Monday, November 4, 2013

Lowering the front collar of #5 green

The collars on the front of some of our greens that are flatter can become artificially raised from the years of topdressing sand.  Sand can be blown to these areas during major aeration projects or the natural turning on the topdressor and turning off the machine can lead to more sand being applied to these areas right off the edge of the green surface.  Raised collars can slow water from going off the front of the green and or trap water from going off the green.  In a way, the higher collars create a bath tub effect which is never good for bent grass turf.  Excessive moisture creates a number of issues:
  • Softened conditions which contribute to bigger ball marks, spike marks and poor ball roll out.
  • Removes oxygen from the soil and creates a anaerobic or oxygen deprived soil profile which contributes to poor root systems and easily damaged turf.
  • Encourages disease both surface borne and root.
  • Encourages poa annua to become the dominant turf because it loves excess moisture.
  • Elevated soil temperatures during the summer heat which can damage root systems.  Moisture is a great conductor of heat.

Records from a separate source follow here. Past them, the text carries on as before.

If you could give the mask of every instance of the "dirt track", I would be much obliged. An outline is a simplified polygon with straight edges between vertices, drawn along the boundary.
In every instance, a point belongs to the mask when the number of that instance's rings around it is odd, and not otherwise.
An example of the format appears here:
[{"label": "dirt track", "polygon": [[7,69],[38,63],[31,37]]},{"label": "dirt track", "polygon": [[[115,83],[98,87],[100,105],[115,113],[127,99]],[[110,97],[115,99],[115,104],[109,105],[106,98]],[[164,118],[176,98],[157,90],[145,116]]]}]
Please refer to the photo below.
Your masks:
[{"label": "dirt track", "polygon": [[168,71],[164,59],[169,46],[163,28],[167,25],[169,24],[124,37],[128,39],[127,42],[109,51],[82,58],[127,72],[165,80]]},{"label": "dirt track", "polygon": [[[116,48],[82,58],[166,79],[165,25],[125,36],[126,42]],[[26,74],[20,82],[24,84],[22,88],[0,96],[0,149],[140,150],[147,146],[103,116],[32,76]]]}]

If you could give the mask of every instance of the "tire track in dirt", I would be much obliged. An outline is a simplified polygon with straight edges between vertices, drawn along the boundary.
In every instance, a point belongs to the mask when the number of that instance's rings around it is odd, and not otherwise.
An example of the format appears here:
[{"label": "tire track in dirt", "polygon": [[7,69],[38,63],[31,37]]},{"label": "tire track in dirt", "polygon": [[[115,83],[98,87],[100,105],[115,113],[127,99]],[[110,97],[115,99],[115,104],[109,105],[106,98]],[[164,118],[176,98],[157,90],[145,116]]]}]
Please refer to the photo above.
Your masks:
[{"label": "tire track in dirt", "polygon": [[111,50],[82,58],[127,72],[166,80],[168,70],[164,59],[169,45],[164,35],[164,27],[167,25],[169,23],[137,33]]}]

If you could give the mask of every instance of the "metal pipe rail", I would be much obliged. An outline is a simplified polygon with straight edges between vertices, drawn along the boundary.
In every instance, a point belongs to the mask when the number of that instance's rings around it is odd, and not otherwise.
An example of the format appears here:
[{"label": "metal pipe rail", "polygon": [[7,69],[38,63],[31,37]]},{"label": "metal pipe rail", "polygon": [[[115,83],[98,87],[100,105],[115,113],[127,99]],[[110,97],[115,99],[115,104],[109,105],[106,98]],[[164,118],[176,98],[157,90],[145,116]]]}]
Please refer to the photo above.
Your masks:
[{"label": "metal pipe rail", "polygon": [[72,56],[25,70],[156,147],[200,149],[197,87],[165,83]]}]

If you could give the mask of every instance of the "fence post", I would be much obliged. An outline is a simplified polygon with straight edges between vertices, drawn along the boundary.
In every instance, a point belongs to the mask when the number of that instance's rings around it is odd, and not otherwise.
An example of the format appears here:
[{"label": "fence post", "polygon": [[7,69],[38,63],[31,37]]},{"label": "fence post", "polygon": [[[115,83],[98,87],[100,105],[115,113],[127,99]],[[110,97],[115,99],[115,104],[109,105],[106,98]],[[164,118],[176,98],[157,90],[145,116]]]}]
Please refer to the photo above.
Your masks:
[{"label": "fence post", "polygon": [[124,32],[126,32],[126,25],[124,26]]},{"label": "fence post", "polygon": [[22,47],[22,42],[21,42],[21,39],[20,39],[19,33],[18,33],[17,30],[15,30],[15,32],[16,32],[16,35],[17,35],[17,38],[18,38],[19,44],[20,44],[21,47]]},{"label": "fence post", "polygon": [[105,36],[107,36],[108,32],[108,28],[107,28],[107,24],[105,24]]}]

One of our worst greens for this issue was #5.  I was hoping to get this situation corrected last fall during the bunker project but we were just too strapped for time.  The moisture from last week softened conditions enough today and we tackled the problem right before lunch.  We removed one pass 18" of green height sod from the front of 5 green since it was beginning to elevate up to the collar.  We removed about 12' of collar/approach sod and laid it out to use over once the soil was leveled.  We left about 6' of sod on the outer edge of both sides of the approach.  Once the sod was removed, we took out 1-3" of excess sand which had built up over the years.  Upon removal of the sand, the sod was laid back in place.  We will be lightly sanding the sod cracks to reduce the potential for the sod to dry out and will do some light topdressing before winter sets in.  Once the turf begins growing again next spring, we will do some additional smoothing of the surface with sand.  The overall health of 5 green should improve with the evacuation of excessive water from the front area of the green.  

Staff cutting pieces of the approach on #5 and laying it on the boards in the order it was removed.

Same  as above.

After the sod was removed, we hand shoveled and raked the area smooth.  We then used our  laser level to insure the water would move away from the green.  Once that was complete, we used our compactor to smooth the surface of the area before laying the sod back in place.  Of course Lady is checking out our work as usual!  She did approve.

The staff edging the sod back in place to the existing grade on the side of the approach.    As you can see the green does slope from back to front but does flatten out at the front of the green.  When we pulled the row of sod off the green, there was a anaerobic black layer of disgusting smelling sand in the front of the green.  The fronts of our greens do have a tendency to hold extra water since we do not have drainage but they will not hold as much with water being able to move more freely off of the green with the lowered collar during rain events.

The finished product.  This area will be painted as Ground Under Repair.  Please walk around this area the rest of this season and please move your ball from this area before playing your next chip or putt.